Experience

The Old Fort

From the city streets surrounding it, the Old Fort looks little more than a grassy hill, with its discreet, sharply angled entrance appearing intriguing at best, invisible at worst. The sight of this fortification in Johannesburg’s early days, however, on a ridge in the middle of the city with artillery directed at its citizens, would have been intimidating and terrifying.

Built by President Paul Kruger in 1893, the Old Fort – formerly the Johannesburg Jail – is just seven years older than the city itself. Originally established to house the criminals produced by the rising mining town, the prison became the city’s first military fort after the Jameson Raid in 1896, when the British attempted to overthrow the Boer government.

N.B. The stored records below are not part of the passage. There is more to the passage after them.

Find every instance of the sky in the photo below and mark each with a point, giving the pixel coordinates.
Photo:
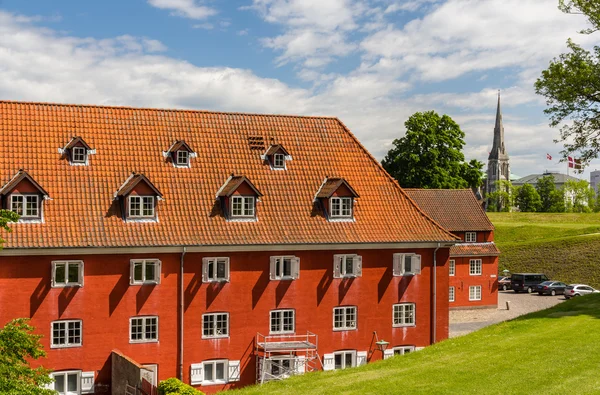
(371, 63)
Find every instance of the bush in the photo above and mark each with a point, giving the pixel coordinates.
(173, 386)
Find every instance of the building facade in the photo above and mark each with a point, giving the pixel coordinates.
(473, 266)
(220, 248)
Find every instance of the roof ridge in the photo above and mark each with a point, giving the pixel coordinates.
(181, 110)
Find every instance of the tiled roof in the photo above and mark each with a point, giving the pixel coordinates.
(455, 209)
(474, 249)
(82, 212)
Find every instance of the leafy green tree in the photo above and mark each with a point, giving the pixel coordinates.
(430, 155)
(571, 86)
(19, 345)
(527, 199)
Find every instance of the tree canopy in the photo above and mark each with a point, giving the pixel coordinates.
(571, 86)
(430, 155)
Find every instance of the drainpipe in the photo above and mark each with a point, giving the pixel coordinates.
(434, 296)
(181, 303)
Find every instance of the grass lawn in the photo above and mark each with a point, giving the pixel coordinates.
(555, 351)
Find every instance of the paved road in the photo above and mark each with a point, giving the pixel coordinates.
(466, 321)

This led to the Boers building the fort’s ramparts between 1896 and 1899, only to lose these lookout points – and the rest of the prison – to British hands in 1900 during the South African War (the Second Anglo-Boer War). When the war ended in 1902, the fort became a prison once again, though this time under British control, with Boer soldiers imprisoned within their former fort. Despite South Africa’s changing political landscape in subsequent years, the site remained a site of incarceration and abuse.

The Old Fort always housed white male prisoners, both political and common law. This continued after the National Party came into power in 1948, bringing with it apartheid, a political system defined by segregation and oppression. Although quarters were overcrowded and unhygienic, and the isolation cells (the oldest cells on the site) terrifying and traumatic, white prisoners were not physically brutalised in the same way that black prisoners were. The Old Fort also housed a hospital wing, where black and white prisoners were both accommodated, though in separate wards.

The Old Fort confined a number of prominent political prisoners during its 100-year history, including South African Communist Party leader Joe Slovo, who served time here during the State of Emergency in 1960, offering legal counsel to warders and prisoners during his incarceration.

Nelson Mandela was also twice imprisoned within the fort’s walls. Deemed too influential to be housed with black prisoners, Mandela was the fort’s only black prisoner and served time here in 1956, while he waited at the fort’s Awaiting Trial Block to be transferred to Pretoria for the Treason Trial, and then again in 1962, after being arrested outside Howick in KwaZulu-Natal. It was this arrest that would lead to his 27-year imprisonment.

In 1983, a century after it was first built, the Old Fort ceased to operate as a prison.